You don’t have to look far to find dramatic failures. Recently two big-name scientific publishing houses had to withdraw dozens upon dozens of nonsense papers — computer-generated gobbledygook that somehow passed the peer review process. If the process can’t catch such obvious fraud — a hoax the perpetrators probably thought wouldn’t work — it’s no wonder that so many scientists feel emboldened to sneak a plagiarized passage or two past the gatekeepers.

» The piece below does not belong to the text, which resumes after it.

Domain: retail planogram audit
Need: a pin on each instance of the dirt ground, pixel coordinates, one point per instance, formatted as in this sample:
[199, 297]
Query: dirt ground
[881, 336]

There’s a deeper structural issue: Major peer-review journals tend to accept big, surprising, headline-grabbing results when those are precisely the ones that are most likely to be wrong. Replications (and failed replications), and less-than-spectacular results are incredibly difficult to get published, even though these constitute the true spine of the scientific endeavor. When scientists are rewarded for producing flashy publications at a rapid pace, we can’t be surprised that fraud is occasionally the consequence.
Despite the artful passing of the buck by LaCour’s senior colleague and the editors of Science magazine, affairs like this are seldom truly the product of a single dishonest grad student. Scientific publishers and veteran scientists — even when they don’t take an active part in deception — must recognize that they are ultimately responsible for the culture producing the steady drip-drip-drip of falsification, exaggeration and outright fabrication eroding the discipline they serve.
Charles Seife is a professor of journalism at NYU. His most recent book, “Virtual Unreality,” is about deception in the digital world.